1,本資料集は、1993年現在、それぞれの国・地域において、社会教育関係の実定法として 機能している法律・条例等を基本資料として収録した。一部に歴史資料(例えば韓国・社会教育法の改正経過)や、立法中の法案(台湾・成人教育法案)等も含んでいる。
2,図書館・博物館に関する法制(日本では社会教育法制)は今回は除外した。他方、文化 施設(例、中国の文化宮・文化館など、成人教育の系統に含まれず)も除外した。
3,中国の場合、「社会教育法」は存在しないが、関連して重要と考えられる規定・決定・意見等の成人教育法制を掲げた。また国家レベルだけでなく、主要都市の法制資料を収録したが、国レベルおよび都市間相互の重複をさけて、それぞれ代表的なものにしぼった。たとえば「職工教育条例」は、北京・天津・広州の各都市にも関連規定が設けられているが、もっとも早い上海市(1988年)の条例を掲げ、「社会力量弁学管理条例」については全国のモデル的位置にある広州市の場合を取り上げた、という如くである。
4,台湾については、解説等のなかで固有名詞として「中華民国」を使用しているところがある。また地方社会教育法制として「台湾省立社会教育館規程」を収録した。
5,韓国の場合、国家法制とともに地方法制として「慶尚南道社会教育協議会設置条例」を収録した。
6,ネパ−ル及びシンガポ−ルについては、「社会教育(成人教育)法」そのものは成立していないが、関連す法制・計画を収録した。タイについては、法制資料を収集するに至らなかったが、ノン・フォ−マル教育の展開に関するレポ−トを収録した。
7,とくにネパ−ルを「東アジア」に含めたのは、研究室の中にネパ−ルへの熱烈な研究関心を抱くメンバ−(吉田香代子)がいたことによる。
8,法制資料の各項目は、本文の前に「日付・公布機関・番号」を、本文の後に「訳者名」ならびに必要な場合に引用(参照)文献名を記した。

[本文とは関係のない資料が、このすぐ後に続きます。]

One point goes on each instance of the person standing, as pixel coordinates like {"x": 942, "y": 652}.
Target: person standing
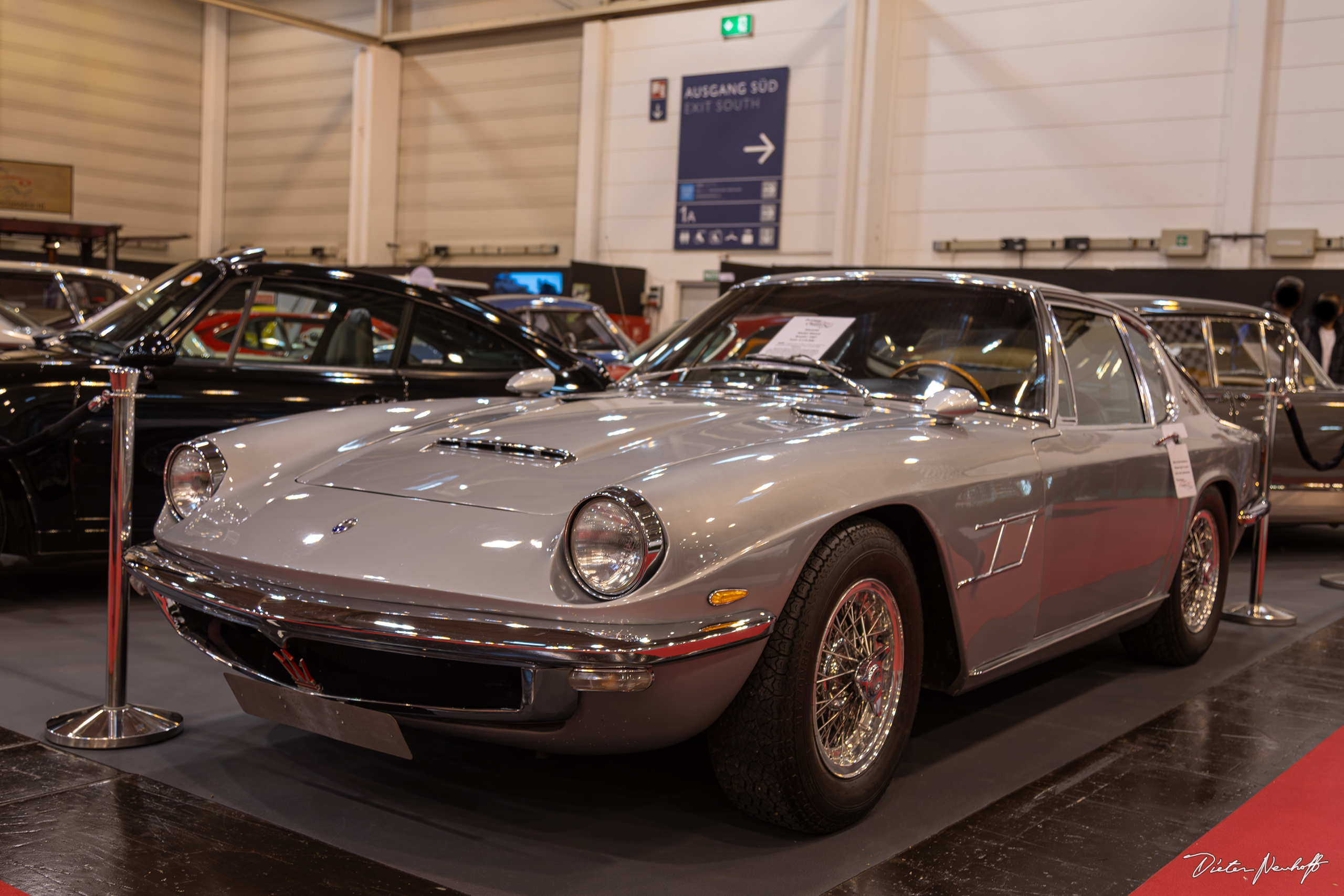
{"x": 1288, "y": 296}
{"x": 1323, "y": 339}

9,収録資料は、原文を尊重しつつ、すべて日本語に訳出したが、原文固有の用語が直ちに日本語訳になじまない場合、初出の箇所に[ ]により相当する日本語を訳者・注として付した。なお「文盲」は「非識字(者)」、「掃盲」は「識字(事業)」と訳した。また 「社会力量」は「民間活力」に近い概念であろうが、同「管理条例」(広州市)第2条の定義によることとし、とくに[ ]は付さなかった。「弁学」は「学校経営」と訳している。なお本文中の( )は訳者注ではなく、本文のままである。
10,それぞれの国・地域の面積、人口などの出典は、『国際連合世界人口年鑑・1990』vol42(1992 原書房)による(台湾のみ『時事年鑑1993』時事通信社)。


(2) 東アジアの社会教育・成人教育法制−総論的に
1 はじめに−四つの社会教育法
 それぞれの国は、どの時点で、またどのような経過で、近代的・公共的な教育制度を整備していくのだろうか。教育制度の骨格は、いうまでもなく学校教育制度であるが、それと複雑に関連しつつ、どのように社会教育あるいは成人教育の制度が形成されてくるのであろうか。それぞれの国に固有の歴史があり、独自の展開がみられるはずである。
 日本では1870年代に義務教育制度の設置が始まり、その整備過程において、学校制度にすこし遅れながら、社会教育(当初は通俗教育と呼ばれた)の制度が形づくられてきた。しかしそれは国家主導による権力的・教化的あるいは軍国主義的な性格のつよい戦前・日本型ともいうべき「社会教育」の歴史であった。制度の基礎となる法制にしても、第2次世界大戦の終結(1945年)までは、いわゆる勅令主義の形態であって、議会制民主主義による社会教育法制は成立しなかった。
 戦後の教育改革は、それまでの国家主義的な社会教育の反省にたち、少なくとも方向としては新しい(実態はさまざま古い部分を残しつつ)近代的な社会教育の体制を出発させた。それは、理念的には教育に関する権利の思想−当然に社会教育を含む−であり、制度的には法律主義に基づく社会教育の立法・行政の整備であった、と言えようう。日本国憲法・教育基本法制の成立により、教育基本法(1947年)のなかに社会教育(第7条)が明確に規定され、それに基づいて社会教育法(1949年)、図書館法(1950年)、さらに博物館法(1951年)などの一連の法制が整備された。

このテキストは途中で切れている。